À son tour, il se laissa tomber en arrière sans crier gare. Elle se glissa derrière lui et le retint, s’accroupissant au fur et à mesure qu’il s’approchait du sol. On peinait à les distinguer : comme elle le soutenait, son corps était entièrement caché par le sien. Seuls ses bras, qui le portaient sous les aisselles, dépassaient et semblaient désormais lui appartenir. Comme elle se collait contre lui pour le redresser de toute sa force, leurs bustes se confondaient – et tandis que sa tête à lui penchait à gauche, la sienne dépassait du côté droit pour vérifier qu’aucun obstacle ne se dressait sur leur chemin.
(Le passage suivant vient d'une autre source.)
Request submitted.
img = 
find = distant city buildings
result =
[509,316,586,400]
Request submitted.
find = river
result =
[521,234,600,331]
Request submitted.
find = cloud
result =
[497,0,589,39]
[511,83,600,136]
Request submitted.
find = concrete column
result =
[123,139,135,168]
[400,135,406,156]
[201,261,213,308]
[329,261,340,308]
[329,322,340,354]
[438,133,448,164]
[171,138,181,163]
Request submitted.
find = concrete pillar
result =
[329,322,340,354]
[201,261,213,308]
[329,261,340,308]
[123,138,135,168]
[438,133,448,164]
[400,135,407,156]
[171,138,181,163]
Elle finit, il fallait bien, par le remettre sur pied.

Tour à tour, ils prenaient plaisir à tomber, goûtant le poids et la peau de l’autre et s’étonnant de l’harmonie que leurs corps avaient naturellement trouvée : ils chancelaient et tanguaient dans une gravité commune. Ils se laissaient porter par les courants qui les traversaient et leurs mouvements devenaient de plus en plus élaborés, formant des chaînes, des enchaînements : ils, ce devait être cela, dansaient.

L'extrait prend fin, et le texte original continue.